We’re regulated from a lot of different angles. Pharmaceutical companies have all of the standard oversight via the FTC, the SEC, and the DOJ; however their place among US industries is unusual in that there are numerous agencies much more intensely focused on them, and legislation specifically directed at their activities, such as the FDA on the agency side and the Medicare Modernization Act and Food, Drug, and Cosmetic Act on the legislative side. This is a direct result of health care’s prominent place in the US economy, along with its unique impact on the health of each individual citizen. This makes compliance of paramount importance because there are numerous opportunities for missteps, with severe penalties, given the complexity of the landscape.
One of the oddities of our industry is that we’re heavily dependent on government financing. The government finances the purchase of our products for a large portion of our customer base through Medicare and Medicaid and now the subsidized plans offered through health-care exchanges under the Affordable Care Act. This provides incentives for oversight. Pharmaceutical companies’ dependence on these markets and the threat of exclusion from these government programs also gives the government even greater capacity to enforce regulations.
One area that gets public attention is marketing. The government wants to ensure that there is no undue influence on the prescribing habits of physicians. The easiest way to do that is to regulate the companies engaging in the promotion of pharmaceutical products. One new regulation that has expanded oversight in this arena is the Physician Payments Sunshine Act (passed as part of the ACA), which shows all physician expenditures from all pharmaceutical companies on the Centers for Medicare and Medicaid Services website. For companies such as Par, with relatively smaller numbers in terms of marketing spending, it’s not as large of an issue. But even at our level there is obvious public scrutiny of spending, and we’ve had disputes submitted by physicians.
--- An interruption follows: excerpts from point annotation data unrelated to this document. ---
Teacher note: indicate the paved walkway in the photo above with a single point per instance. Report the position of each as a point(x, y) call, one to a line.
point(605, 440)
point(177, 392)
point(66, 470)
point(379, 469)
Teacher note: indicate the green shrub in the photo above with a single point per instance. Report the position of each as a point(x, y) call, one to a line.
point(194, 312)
It is clear that it will have an effect on behavior, both at the corporate level as well as with prescribers.
There’s a gap between the letter of the law and the enforcement of the law. There’s a sort of quasi-regulation occurring in the form of investigations and settlements when companies have been accused of wrongdoing but no precedential court decision has been issued interpreting the relevant law, statute, or regulation. That’s where we face a lot of challenges, because we have to interpret these investigations and settlements to see what sort of practices the various branches of government may have found questionable, and alter our behavior accordingly if necessary, so we’re not setting ourselves up for a protracted, costly investigation.
We’ve set up a lot of corporate policies and procedures to regulate the behavior of employees, particularly the sales force. We want to ensure not only that sales reps aren’t violating any laws but that there isn’t even the appearance of a violation. For example, although there is no restriction on providing small gifts such as pens, we have a ban on any such items to remove the appearance of improper influence. Sales reps also have physicians sign an acknowledgment that they have received appropriate detail of the labeled indication of each of our products on every sales call, which I think is unique in our industry. I’m not aware of any other company doing that.
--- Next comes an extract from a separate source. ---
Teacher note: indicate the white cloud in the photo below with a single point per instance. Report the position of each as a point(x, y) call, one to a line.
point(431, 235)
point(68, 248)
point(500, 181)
A compliance officer in this industry has to merge two disparate, yet key, things to be successful. The compliance officer is a little bit outside the organization, because he or she has a direct dialogue with the board of directors, and must report back that things are or are not being done in a compliant way. The second thing is equally as important to remember: compliance is not the company’s reason for being; it is a safeguard to make sure the business of the company is conducted properly. Compliance is ultimately a service to improve the business within the regulatory framework, not an extension of our regulators. We sometimes tend to miss that because we can wield significant authority within the organization.